FASB issues proposal on acquired contracts for revenue

Published February 2, 2021

  • Articles

On December 15, 2020, the Financial Accounting Standards Board (FASB) issued a proposal that clarifies how companies should recognize and measure revenue-generating contracts that have been acquired in business combinations. The proposal may help eliminate accounting differences among companies’ financial reporting practices.

Main points

Currently, companies follow the fair value measurement principle in Accounting Standards Codification Topic 805, Business Combinations, for reporting acquired contracts that have a lot of upfront payments and, therefore, deferred revenue. Why does this standard cause differences in financial reporting?
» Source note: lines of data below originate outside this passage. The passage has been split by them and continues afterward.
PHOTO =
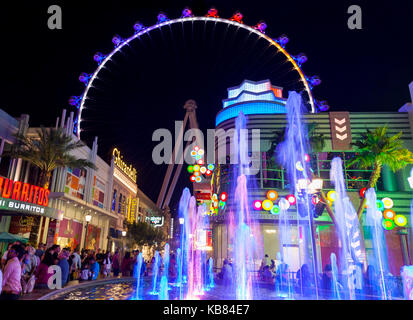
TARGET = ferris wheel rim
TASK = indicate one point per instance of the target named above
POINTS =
(187, 19)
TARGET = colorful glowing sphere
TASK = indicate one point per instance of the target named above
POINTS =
(315, 199)
(275, 209)
(272, 195)
(379, 215)
(379, 205)
(400, 220)
(223, 196)
(291, 199)
(387, 202)
(331, 195)
(388, 224)
(389, 214)
(267, 205)
(362, 191)
(299, 166)
(284, 204)
(257, 204)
Current accounting rules don’t specifically address contract assets and contract liabilities arising from revenue contracts with customers and other similar contracts that are accounted for in accordance with Topic 606, Revenue from Contracts with Customers.

Under the proposal, Topic 805 would be amended so that acquired revenue-generating contracts would be recognized and measured in accordance with Topic 606. This could change the accounting approach some companies in the software and technology industry use.

A novel approach

Proposed Accounting Standards Update No. 2020-1000, Business Combinations (Topic 805): Accounting for Contract Assets and Contract Liabilities from Contracts with Customers, would require a buyer (or “acquirer”) to assess, at the acquisition date, how the seller (or “acquiree”) applied Topic 606. This assessment would be used to determine what to record for the acquired revenue contracts. “Generally, this would result in an acquirer recognizing and measuring the acquired contract assets and contract liabilities consistent with how they were recognized and measured in the acquiree’s financial statements (if the acquiree prepared financial statements in accordance with generally accepted accounting principles [GAAP]),” the proposal states.
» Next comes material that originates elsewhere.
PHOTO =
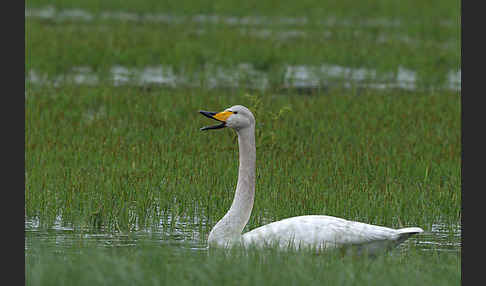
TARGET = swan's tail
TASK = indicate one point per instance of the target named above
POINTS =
(405, 233)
There may be circumstances in which an acquirer would have to apply the guidance in Topic 606 to the acquired contract. For example, Topic 606 would apply if the acquiree didn’t follow GAAP. It also would be relevant if there were 1) errors identified in the acquiree’s accounting, or 2) changes identified to conform with the acquirer’s accounting policies.

The proposal primarily addresses the accounting-for-revenue contracts from customers in a business combination. But the changes would also apply to contract assets and contract liabilities from other contracts that applied the provisions of Topic 606, such as contract liabilities from the sale of nonfinancial assets within the scope of Subtopic 610-20, Other Income — Gains and Losses from the Derecognition of Nonfinancial Assets.

Dissenting view

Two FASB members dissented to the proposal. They don’t support the proposed change in measurement basis for contract assets and contract liabilities that are acquired in a business combination.

“Such a change would create both an exception to the fair value measurement required by Topic 805 and an additional difference between GAAP and International Financial Reporting Standards related to accounting for business combinations,” the dissenters wrote.

In addition, the dissenters believe that the proposal wouldn’t improve the accounting for business combinations or provide more decision-useful information. They argue that that the expected benefits wouldn’t justify the expected costs.

Stay tuned

The FASB is seeking public comment on the proposal by March 15, 2021. If finalized, the rules would be applied prospectively to business combinations occurring on or after the effective date of the proposed amendments.

Early adoption of the proposal would be permitted, including adoption in an interim period. Companies that adopt the rules early would apply the changes to all prior business combinations that have occurred since the beginning of the annual period that includes that interim period.